How are CRIF solutions integrated into credit processes?
Over recent years, leveraging both our international experience and collaborations with “best practice” institutions on an international level, we have made significant investments so that our solutions and services can enable the complete re-engineering of the management and IT procedures that support a more “modern” style of credit management, both in terms of business challenges and changing regulatory requirements. The CRIF offering combines consultancy and analytics, software, operational activities and information assets for complete credit management: from origination to portfolio monitoring, quickly intercepting and managing any credit deterioration. All this while ensuring complete governance, consistency between strategies and operating processes, and compliance of both the solutions and services provided. CRIF’s management procedures are also designed according to the most effective business and relational criteria with the end customer, Basel guidelines and, more recently, new European control and operational requirements (AQR and SREP).
In relation to the management of impaired credit, what support can CRIF provide to credit institutions?
A central aspect for many credit institutions today is the management of NPLs. In some countries, CRIF is able to provide end-to-end support for impaired credit, both in terms of the improvement of internal processes and of the management platform, including the Loan Tape to Supervisors, and enhancement of portfolios subject to transfer, as well as outsourced debt collection and complete servicing, using a partnership approach with the institution.
In relation to insurance companies, on the other hand, how is the CRIF offering structured?In order to support insurance companies in their objective of operating a profitable business and improving knowledge of their customers, CRIF Insurance Solutions provides tools for more accurate profitability assessment and anti-fraud management at the key stages of the process: quotation, underwriting, claims handling and fraud detection. For instance, in the UK CRIF provides a range of services to the insurance industry which help manage broker acquisition, ongoing monitoring, and the overall process of general and life insurance for both SMEs and personal lines insurance. This includes pensions, life insurance and general insurance such as motor, home, personal injury and travel insurance. Furthermore, fraud is a major issue for financial institutions worldwide, and consumers pay an extra percentage on their premiums as a direct result of losses experienced by insurance companies from fraud. The concept of sharing information to combat fraud and reduce insurers’ operational costs has gained importance in recent years. The level of sophistication of the systems depends on the country, the level of data shared by insurers, the legislative framework, and access to supplementary external data.

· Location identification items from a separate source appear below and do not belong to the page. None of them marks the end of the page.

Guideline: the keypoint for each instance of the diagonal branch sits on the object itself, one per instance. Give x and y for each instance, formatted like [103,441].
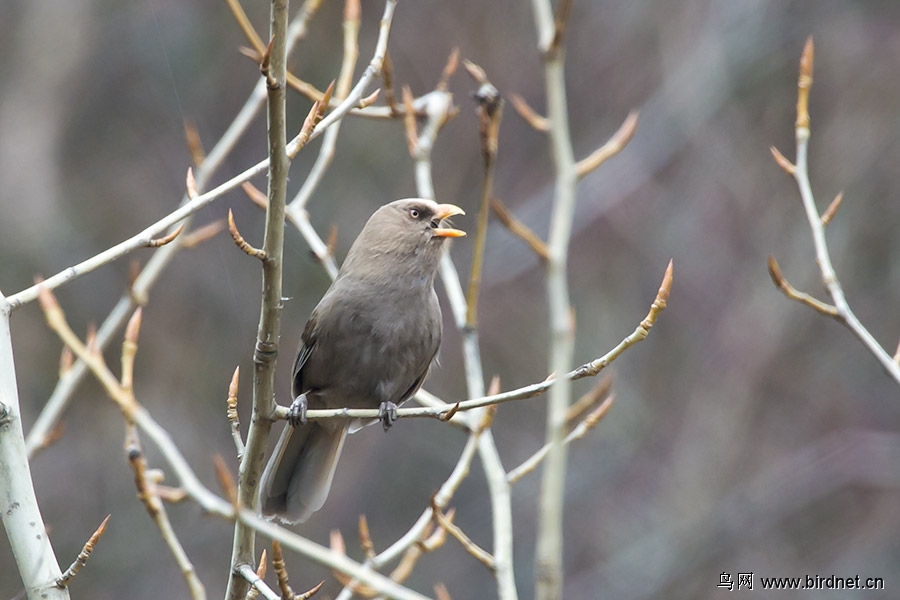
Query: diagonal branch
[829,278]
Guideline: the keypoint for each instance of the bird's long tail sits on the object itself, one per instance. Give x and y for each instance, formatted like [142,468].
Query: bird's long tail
[298,476]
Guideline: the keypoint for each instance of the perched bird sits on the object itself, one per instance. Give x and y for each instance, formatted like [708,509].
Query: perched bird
[368,344]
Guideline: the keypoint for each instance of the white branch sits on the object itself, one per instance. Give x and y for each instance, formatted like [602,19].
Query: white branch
[19,509]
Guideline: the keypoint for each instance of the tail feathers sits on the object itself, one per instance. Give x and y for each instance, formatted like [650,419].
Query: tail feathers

Founded in 1988 in Bologna (Italy), CRIF specialises in credit and marketing information, analytics, credit solutions and process outsourcing. It offers financial institutions, utility companies and businesses qualified support in every phase of the customer relationship thanks to 3,600 staff professionals and 57 subsidiary companies. Moreover, since 2011 CRIF has been a European credit rating agency recognized by ESMA. Today more than 3,300 banks and financial institutions, 44,000 business clients and 190,000 consumers use CRIF services in 50 countries on a daily basis.